DISCUSSION The defendants acknowledge that § 5-141d provides a right of indemnification to certain persons. However, the defendants deny that a remedy exists to enforce that right because, they claim, the sovereign is clothed, absent an express statutory grant of the right to sue, with immunity from suit and because there exists no express statutory authority to sue the State for claimed violations of § 5-141d.
In Hunte v. Blumenthal, 238 Conn. 146 (1996), the court directed the entry of a declaratory judgment determining that the plaintiffs, foster parents licensed by the State who were seeking indemnification pursuant to § 5-141d, were employees of the State for purposes of § 5-141d. While the question whether the plaintiffs in Hunte could, as State employees, compel indemnification under § 5-141d was not expressly addressed by the Hunte court, that court would presumably have exercised its authority to dismiss that case, sua sponte, if subject matter jurisdiction had been lacking.
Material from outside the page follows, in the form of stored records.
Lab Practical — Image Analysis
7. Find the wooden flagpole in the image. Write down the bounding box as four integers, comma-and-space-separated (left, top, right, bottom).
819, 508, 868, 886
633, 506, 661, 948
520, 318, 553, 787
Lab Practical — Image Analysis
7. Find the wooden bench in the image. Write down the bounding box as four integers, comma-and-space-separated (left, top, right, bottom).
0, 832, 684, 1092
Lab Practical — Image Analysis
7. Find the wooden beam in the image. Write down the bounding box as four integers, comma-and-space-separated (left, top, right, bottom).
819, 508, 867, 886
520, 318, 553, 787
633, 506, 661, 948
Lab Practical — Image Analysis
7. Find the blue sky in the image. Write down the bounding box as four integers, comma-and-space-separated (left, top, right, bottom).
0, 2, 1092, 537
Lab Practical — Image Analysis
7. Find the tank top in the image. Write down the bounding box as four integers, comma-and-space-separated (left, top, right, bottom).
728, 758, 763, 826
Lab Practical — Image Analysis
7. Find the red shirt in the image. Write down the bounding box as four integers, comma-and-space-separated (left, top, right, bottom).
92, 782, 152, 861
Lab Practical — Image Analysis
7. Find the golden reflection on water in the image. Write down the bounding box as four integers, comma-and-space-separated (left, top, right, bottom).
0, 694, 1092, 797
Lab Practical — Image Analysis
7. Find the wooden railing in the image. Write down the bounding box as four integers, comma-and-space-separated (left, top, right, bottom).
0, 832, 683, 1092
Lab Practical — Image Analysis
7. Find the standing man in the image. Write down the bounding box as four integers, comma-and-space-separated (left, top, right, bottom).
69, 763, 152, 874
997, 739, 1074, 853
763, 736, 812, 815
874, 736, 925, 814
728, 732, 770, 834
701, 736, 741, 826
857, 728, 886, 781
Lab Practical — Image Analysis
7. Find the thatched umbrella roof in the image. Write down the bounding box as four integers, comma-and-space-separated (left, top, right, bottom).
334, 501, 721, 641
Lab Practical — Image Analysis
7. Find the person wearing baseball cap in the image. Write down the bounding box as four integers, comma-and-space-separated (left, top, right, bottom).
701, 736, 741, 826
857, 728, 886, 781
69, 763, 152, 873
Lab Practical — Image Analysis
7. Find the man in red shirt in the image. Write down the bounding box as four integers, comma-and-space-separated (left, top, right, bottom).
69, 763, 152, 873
In addition, by directing the issuance of a declaratory judgment that the plaintiffs were State employees, the Hunte court impliedly concluded, as required by § 17-55 of the Practice Book before a declaratory judgment can issue, that the plaintiffs had "an interest, legal or equitable" in their status as State employees. Such a declaration would be a futile act if a remedy to enforce that interest were not available to them. As the court said in Bergner v. State,144 Conn. 282 (1957), ". . . a statute conferring a privilege or a right carries with it by implication everything necessary to ensure the CT Page 13468-dc realization of that privilege or to establish that right in order to make it effectual and complete." (Citation omitted.) Id., 288.
The court was confronted with a similar issue in Martinez v. State, Superior Court, judicial district of Fairfield at Bridgeport, Docket No. 377191 (December 22, 2000), where § 53-39a was construed. That statute provides, in relevant part:
Whenever, in any prosecution of an officer of the Division of State Police . . . for a crime allegedly committed by such officer in the course of his duty as such, the charge is dismissed or the officer found not guilty. such officer shall be indemnified by his employing governmental unit for . . . any legal fees necessarily incurred.
In Martinez the State moved to dismiss on the same ground asserted here, the court concluded that it had jurisdiction to hear the case and the motion to dismiss was denied.
CONCLUSION On the basis of Hunte and Martinez, the motion to dismiss is denied.
By the Court
G. Levine, J.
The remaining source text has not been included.